The effect of the ionotropic glutamate receptor agonist, AMPA, on intracellular Ca²⁺ concentrations ([Ca²⁺]_i) was studied in dopaminergic neurons present in primary cultures of ventral tegmental mesencephalon of 14 day rat embryos. Exposure of cells to 10 μM AMPA for 1 min increased [Ca²⁺]_i by 2-3 fold in dopaminergic and other neurons and this response was obliterated within 5 min by superfusion with AMPA-free incubation buffer. In dopaminergic neurons, 1 min or 5 min exposure to 50 μM AMPA increased [Ca²⁺]_i 3 to 5 times over control values. This rise in [Ca²⁺]₁ persisted even after a 20 min superfusion with AMPA-free media, whereas, [Ca²⁺]_i in non-dopaminergic neurons was reversed to control values during this time.
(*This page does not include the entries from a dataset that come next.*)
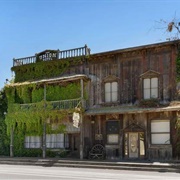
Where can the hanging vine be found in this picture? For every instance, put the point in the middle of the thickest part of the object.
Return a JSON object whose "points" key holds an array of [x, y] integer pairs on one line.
{"points": [[28, 111]]}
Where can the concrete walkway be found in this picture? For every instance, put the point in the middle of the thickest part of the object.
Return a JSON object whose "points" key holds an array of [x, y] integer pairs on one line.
{"points": [[171, 166]]}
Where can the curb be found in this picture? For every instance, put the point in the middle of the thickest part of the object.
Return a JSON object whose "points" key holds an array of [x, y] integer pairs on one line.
{"points": [[160, 167]]}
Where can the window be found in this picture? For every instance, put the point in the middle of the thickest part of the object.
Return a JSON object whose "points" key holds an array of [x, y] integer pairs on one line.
{"points": [[112, 129], [57, 141], [150, 87], [52, 141], [32, 142], [111, 91], [160, 132]]}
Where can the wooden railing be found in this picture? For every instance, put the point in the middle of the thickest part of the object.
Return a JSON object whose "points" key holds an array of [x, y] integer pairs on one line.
{"points": [[77, 52], [23, 61], [63, 104]]}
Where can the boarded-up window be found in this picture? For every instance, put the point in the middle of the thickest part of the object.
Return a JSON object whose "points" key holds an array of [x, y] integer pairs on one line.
{"points": [[111, 91], [32, 142], [112, 130], [150, 87], [160, 132], [57, 141]]}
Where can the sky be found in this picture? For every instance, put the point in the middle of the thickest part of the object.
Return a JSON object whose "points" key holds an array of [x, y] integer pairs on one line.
{"points": [[28, 27]]}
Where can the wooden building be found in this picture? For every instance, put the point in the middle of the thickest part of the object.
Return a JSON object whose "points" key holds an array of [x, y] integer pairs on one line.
{"points": [[129, 99]]}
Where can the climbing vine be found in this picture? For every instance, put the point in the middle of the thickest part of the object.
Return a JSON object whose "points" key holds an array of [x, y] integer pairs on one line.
{"points": [[28, 111]]}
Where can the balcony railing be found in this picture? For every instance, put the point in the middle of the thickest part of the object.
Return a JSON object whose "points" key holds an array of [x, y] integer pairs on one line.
{"points": [[63, 104], [50, 55]]}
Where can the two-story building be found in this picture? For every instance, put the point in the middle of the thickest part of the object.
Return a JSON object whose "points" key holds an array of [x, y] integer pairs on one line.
{"points": [[125, 100]]}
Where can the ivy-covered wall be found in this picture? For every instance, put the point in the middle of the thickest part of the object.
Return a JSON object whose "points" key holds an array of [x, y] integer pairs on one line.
{"points": [[4, 139], [29, 120], [44, 69]]}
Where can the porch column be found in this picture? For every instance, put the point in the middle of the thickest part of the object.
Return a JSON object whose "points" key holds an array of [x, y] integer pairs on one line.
{"points": [[44, 127], [81, 122], [12, 142]]}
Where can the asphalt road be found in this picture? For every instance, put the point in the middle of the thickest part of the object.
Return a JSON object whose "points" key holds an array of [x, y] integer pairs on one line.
{"points": [[63, 173]]}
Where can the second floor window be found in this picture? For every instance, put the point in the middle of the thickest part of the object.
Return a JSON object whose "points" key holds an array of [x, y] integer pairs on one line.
{"points": [[111, 92], [150, 88]]}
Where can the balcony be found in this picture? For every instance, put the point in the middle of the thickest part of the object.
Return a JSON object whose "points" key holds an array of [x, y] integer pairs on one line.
{"points": [[58, 105], [49, 55]]}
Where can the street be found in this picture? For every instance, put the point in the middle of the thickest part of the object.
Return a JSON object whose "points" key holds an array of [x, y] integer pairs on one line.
{"points": [[63, 173]]}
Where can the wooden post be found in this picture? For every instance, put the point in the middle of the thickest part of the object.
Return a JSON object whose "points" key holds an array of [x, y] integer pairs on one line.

Preincubation (2 min) of cultured cells with NBQX or the L-type channel blocker, nifedipine, but not with MK-801 blunted the rise of [Ca²⁺]_i in dopaminergic and other neurons. Pretreatment with 2 μM NBQX shifted the dose response curve for AMPA to the right without changing the basal [Ca²⁺]_i. The presence of 10 μM dantrolene, a blocker of Ca²⁺ release from intracellular stores, did not alter the initial rise of [Ca²⁺]_i elicited by 50 μM AMPA, but prevented the destabilization of Ca²⁺ homeostasis by facilitating the recovery to normal of basal [Ca²⁺]_i. Exposure to 50 μM AMPA (5 min) caused an irreversible increase of [Ca²⁺]_i in dopaminergic neurons and cell death was manifested by propidium iodide uptake 6-7 h after AMPA exposure. The present results show that in dopaminergic neurons the increase of [Ca²⁺]_i elicited by activation of AMPA receptors is mediated by sustained Ca²⁺ flux through voltage-gated channels and through a Ca²⁺-dependent Ca²⁺ release from intracellular stores. Protracted stimulation of AMPA and kainate receptors caused death of dopaminergic neurons before that of other neurons present in the same culture. The increased vulnerability of dopaminergic neurons to AMPA may represent a mechanism of pathological relevance during ontogenesis.